We’ve all heard of the potential tax-saving benefits of a Roth IRA. But did you know that not everyone can open one of these accounts?
The Roth IRA was introduced with the Taxpayer Relief Act of 1997. It was named after Sen. William Roth, who introduced the bill. The Roth IRA was created as an alternative to the traditional IRA, and unlike the traditional IRA, a Roth IRA allows individuals to invest after-tax dollars and benefit from tax-free disbursements in retirement. The account was designed to entice more people to save and invest.
Many people prefer the Roth over a traditional IRA because of the benefits. For starters, distributions in retirement don’t contribute to taxable earnings. And if you ever need the money for something before you reach retirement age (say, tuition or a large down payment), the contributions made to a Roth can usually be used without tax or penalty.
However, not everyone is able to participate in a Roth account. If you’re a high-earner, you may have a reduced contribution amount or you may not be able to contribute to a Roth IRA at all. It all depends on where you are on the IRS scale.
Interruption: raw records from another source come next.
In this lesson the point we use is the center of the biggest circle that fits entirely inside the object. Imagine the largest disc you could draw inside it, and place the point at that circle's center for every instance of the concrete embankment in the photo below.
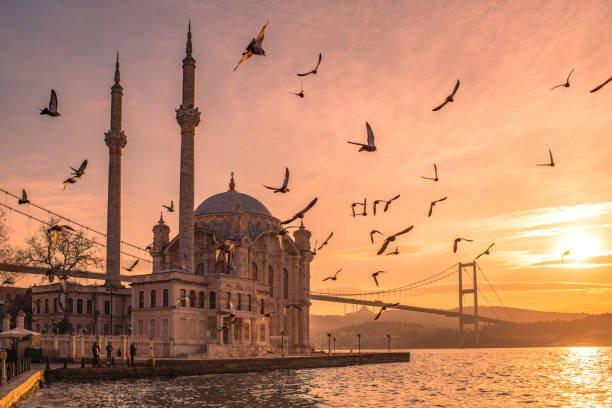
(180, 367)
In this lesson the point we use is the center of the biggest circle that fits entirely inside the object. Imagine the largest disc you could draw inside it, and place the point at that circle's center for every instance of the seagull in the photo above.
(370, 147)
(80, 171)
(131, 268)
(566, 84)
(169, 208)
(333, 277)
(449, 98)
(486, 252)
(375, 274)
(597, 88)
(457, 240)
(300, 214)
(283, 189)
(314, 71)
(385, 308)
(372, 234)
(255, 47)
(24, 198)
(552, 162)
(436, 173)
(326, 241)
(51, 110)
(434, 203)
(391, 238)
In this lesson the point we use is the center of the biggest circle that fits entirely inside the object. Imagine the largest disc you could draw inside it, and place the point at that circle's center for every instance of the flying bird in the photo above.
(435, 178)
(552, 162)
(449, 98)
(255, 47)
(334, 276)
(457, 240)
(282, 189)
(391, 238)
(566, 84)
(434, 203)
(385, 308)
(314, 71)
(370, 147)
(300, 214)
(486, 252)
(597, 88)
(24, 198)
(169, 208)
(51, 110)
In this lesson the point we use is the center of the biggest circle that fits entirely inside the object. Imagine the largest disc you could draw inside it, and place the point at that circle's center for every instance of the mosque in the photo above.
(221, 287)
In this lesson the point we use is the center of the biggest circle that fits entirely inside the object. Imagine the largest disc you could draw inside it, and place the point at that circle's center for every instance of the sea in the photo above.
(510, 377)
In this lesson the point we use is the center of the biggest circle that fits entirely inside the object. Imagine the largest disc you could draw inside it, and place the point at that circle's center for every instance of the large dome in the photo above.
(228, 203)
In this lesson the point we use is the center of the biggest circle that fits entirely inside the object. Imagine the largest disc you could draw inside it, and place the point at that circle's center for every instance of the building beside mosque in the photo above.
(221, 287)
Read on to see if you qualify to participate in a Roth for 2018. We’ll also discuss what you can do to get around those income limits if you don’t qualify to participate.
Earned Income and the Modified Adjusted Gross Income
First off, to qualify for a Roth IRA, you must have something the IRS terms “earned income” in the year in which you want to make a contribution.
The definition of “earned income” is pretty broad: It includes payment or wages you received for work that you’ve performed, any profit distributions from a small business you might own, tips, bonuses, commissions and even some government benefits, such as disability. However, “earned income” does not include income you might have received from rental properties or interest from your investments.
Next, in order to determine if you qualify for a Roth, you need to find your modified adjusted gross income, or MAGI. You can do this by looking at your most recent IRS Form 1040. There will be an item for “adjusted gross income,” or AGI. Take this number and subtract the amounts found in lines 37 and 8b of your 1040 (these represent tax-exempt interest income you may have received).
What Are the Income Limits?
The IRS breaks taxpayers down into three marriage-related categories: married filing jointly, married filing separately, and single or head of household. Doubtless, you’ve put yourself into one of these categories at tax return time.
Your filing status category determines the income limits when it comes to the Roth IRA. Here are the current limits for the three categories:
Income Limits for Single or Head-of-Household Filers
If you’re a single or head-of-household filer — or it you’re married and filing separately and haven’t lived with your spouse at anytime during the year) — and your MAGI is less than $120,000, you can contribute the maximum amount: $5,500 (or $6,500, if you’re 50 or older).
If your MAGI is between $120,000 and $135,000, you can contribute to a Roth IRA, but for a reduced amount. To calculate this amount, see this worksheet.
If your MAGI is over $135,000, you do not qualify to participate in a Roth IRA.
Income Limits for Married Joint Filers
If you’re married filing jointly, and your MAGI is less than $189,000, you can contribute the maximum amount: $5,500 (or $6,500, if you’re 50 or older).
If your MAGI is between $189,000 and $199,000, you can contribute a reduce amount. To calculate this amount, see this worksheet.
If your MAGI is more than $199,000, you do not qualify to participate in a Roth IRA.
Income Limits for Married Separate Filers
If you are married but file separately and have lived with your spouse at anytime during the year and your MAGI is less than $10,000, you can contribute a reduced amount to a Roth IRA. To calculate this amount, see this worksheet.
If your income is more than $10,000, you do not qualify to participate in a Roth IRA.
A quick note on the difference between AGI and MAGI: AGI (adjusted gross income) is used to calculate income, so your tax bill can be calculated. Your MAGI is used to see if you qualify for certain tax deductions and tax credits. It also determines whether you qualify to contribute to a Roth.
Unlike AGI, your MAGI is determined by taking AGI and adding back specific deductible items such as foreign income, student loan deductions, IRA contributions and some higher education costs. For most of us, our AGI and MAGI are the same. So, if you are a high-earner, file joint taxes or carry a lot of foreign income or higher education deductions, you may want to take a closer look to see if your AGI and MAGI differ.
Note: Contributions to a traditional IRA reduce your AGI, because they are tax deductible and made with pre-tax dollars.
This chart breaks it all down:
The Backdoor Roth IRA
If you’re not able to contribute to a Roth because of income limits, all is not lost. There is still a way to take advantage of this tax-free investment vehicle. It’s called the backdoor Roth IRA. With the help of a financial advisor, you can successfully take advantage of a Roth account.
There are limits and restrictions, but a backdoor Roth allows high-earners to get around income limits. This is done by converting portions of a traditional IRA into a Roth IRA in increments. You still pay taxes on the money you transfer, but you end up with all the benefits of a Roth IRA in the end.